Per questo motivo, gli scienziati ritengono che il ricorso a questi farmaci in gravidanza debba essere valutato caso per caso. Non è possibile, infatti, stabilire una regola univoca: dire che gli psicofarmaci dovrebbero essere negati a chi è incinta è rischioso perché alcune donne potrebbero averne bisogno davvero. Ma anche somministrarli indiscriminatamente può essere altrettanto pericoloso perché non tutti gli organismi reagiscono allo stesso modo.

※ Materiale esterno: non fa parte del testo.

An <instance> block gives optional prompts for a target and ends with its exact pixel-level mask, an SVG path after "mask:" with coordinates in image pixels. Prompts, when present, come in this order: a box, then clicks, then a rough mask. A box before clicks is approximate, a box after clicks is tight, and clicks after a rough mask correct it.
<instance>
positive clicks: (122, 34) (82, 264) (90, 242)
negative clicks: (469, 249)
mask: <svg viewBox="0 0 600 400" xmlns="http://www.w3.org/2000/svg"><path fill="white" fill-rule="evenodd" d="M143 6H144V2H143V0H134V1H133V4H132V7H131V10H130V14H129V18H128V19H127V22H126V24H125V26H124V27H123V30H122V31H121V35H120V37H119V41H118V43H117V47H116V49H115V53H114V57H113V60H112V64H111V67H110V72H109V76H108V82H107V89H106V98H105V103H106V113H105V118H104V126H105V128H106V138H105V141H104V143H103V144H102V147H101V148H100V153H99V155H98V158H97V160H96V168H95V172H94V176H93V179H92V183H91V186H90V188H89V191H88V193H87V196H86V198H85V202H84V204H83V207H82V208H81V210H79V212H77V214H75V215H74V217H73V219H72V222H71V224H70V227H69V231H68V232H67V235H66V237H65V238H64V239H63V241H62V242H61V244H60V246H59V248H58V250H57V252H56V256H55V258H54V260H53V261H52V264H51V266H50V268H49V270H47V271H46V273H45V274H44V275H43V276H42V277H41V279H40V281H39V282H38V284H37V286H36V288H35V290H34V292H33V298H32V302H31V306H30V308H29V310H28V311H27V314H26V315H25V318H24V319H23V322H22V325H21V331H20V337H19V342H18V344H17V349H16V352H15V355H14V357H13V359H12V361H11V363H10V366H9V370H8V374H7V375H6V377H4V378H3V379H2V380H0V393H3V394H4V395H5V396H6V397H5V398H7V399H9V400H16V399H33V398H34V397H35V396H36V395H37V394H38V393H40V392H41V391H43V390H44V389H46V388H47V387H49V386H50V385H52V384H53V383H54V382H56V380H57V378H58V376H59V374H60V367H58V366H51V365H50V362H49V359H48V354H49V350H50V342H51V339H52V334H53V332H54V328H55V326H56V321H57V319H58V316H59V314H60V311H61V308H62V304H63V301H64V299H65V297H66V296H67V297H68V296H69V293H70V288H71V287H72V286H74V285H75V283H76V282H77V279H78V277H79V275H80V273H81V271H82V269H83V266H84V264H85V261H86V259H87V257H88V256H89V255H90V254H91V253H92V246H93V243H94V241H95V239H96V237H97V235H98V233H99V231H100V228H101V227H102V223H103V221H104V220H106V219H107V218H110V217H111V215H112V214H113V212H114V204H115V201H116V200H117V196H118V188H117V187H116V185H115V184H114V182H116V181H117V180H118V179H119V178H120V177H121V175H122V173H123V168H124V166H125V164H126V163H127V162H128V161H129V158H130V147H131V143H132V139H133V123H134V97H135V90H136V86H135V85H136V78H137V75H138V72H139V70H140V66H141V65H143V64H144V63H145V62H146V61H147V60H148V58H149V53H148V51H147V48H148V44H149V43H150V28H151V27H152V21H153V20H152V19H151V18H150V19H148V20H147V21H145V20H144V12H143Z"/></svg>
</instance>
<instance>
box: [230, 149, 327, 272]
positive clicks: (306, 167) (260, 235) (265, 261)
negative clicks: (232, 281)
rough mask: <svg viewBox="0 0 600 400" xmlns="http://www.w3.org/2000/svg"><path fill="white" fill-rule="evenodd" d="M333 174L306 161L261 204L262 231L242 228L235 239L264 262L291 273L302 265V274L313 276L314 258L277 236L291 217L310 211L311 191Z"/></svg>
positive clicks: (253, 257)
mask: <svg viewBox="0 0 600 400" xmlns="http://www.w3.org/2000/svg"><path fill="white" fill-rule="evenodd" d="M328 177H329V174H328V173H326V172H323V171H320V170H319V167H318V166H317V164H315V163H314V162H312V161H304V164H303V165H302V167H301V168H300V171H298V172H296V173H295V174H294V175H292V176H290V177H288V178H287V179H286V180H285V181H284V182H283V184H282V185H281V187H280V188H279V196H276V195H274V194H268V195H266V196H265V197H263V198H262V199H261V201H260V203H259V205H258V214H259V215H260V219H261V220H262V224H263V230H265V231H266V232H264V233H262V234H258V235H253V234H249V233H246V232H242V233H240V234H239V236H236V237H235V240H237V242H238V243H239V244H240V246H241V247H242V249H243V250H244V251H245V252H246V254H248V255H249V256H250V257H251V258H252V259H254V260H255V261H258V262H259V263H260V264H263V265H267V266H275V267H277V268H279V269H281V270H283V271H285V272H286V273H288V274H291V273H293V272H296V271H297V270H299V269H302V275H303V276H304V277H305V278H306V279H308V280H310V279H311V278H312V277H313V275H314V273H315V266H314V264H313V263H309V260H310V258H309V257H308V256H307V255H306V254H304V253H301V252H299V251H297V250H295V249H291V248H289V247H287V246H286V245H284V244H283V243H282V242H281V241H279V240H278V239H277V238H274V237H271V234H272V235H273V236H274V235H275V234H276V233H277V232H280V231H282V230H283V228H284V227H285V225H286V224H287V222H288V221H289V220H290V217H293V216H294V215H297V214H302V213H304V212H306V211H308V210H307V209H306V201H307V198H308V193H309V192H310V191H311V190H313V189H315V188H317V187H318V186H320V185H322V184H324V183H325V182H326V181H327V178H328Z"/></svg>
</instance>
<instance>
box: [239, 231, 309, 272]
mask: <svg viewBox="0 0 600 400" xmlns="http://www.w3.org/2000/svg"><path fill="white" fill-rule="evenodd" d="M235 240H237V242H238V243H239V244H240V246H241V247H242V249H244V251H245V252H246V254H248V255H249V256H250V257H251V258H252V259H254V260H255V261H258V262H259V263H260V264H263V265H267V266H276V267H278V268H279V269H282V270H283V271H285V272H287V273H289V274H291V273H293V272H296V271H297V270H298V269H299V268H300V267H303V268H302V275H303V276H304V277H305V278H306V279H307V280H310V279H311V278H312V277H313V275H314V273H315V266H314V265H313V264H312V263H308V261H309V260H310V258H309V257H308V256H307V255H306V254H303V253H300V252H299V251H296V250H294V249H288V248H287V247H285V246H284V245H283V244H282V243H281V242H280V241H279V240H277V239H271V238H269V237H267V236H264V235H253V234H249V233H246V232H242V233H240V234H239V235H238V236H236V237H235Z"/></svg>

E poi ci sono appunto i danni per il nascituro. Una futura madre può danneggiare il feto se prende pillole antidepressive, ma può fare altrettanto male – magari in altri modi – se ne fa a meno quando, invece, ne avrebbe bisogno. E allora che fare?

Gli esperti della Società americana di Psichiatria e del Collegio degli Ostetrici e Ginecologi hanno messo sotto esame tutta la letteratura scientifica a riguardo ed hanno concluso che, quando si tratta di donne in gravidanza, il trattamento di prima linea, ovvero il primo approccio deve essere quello della psicoterapia nei casi di depressione lieve o moderata. Per i casi più gravi, invece, i rischi degli antidepressivi vengono considerati bassi. Ma la loro raccomandazione più importante è senz’altro quella di non generalizzare e valutare caso per caso.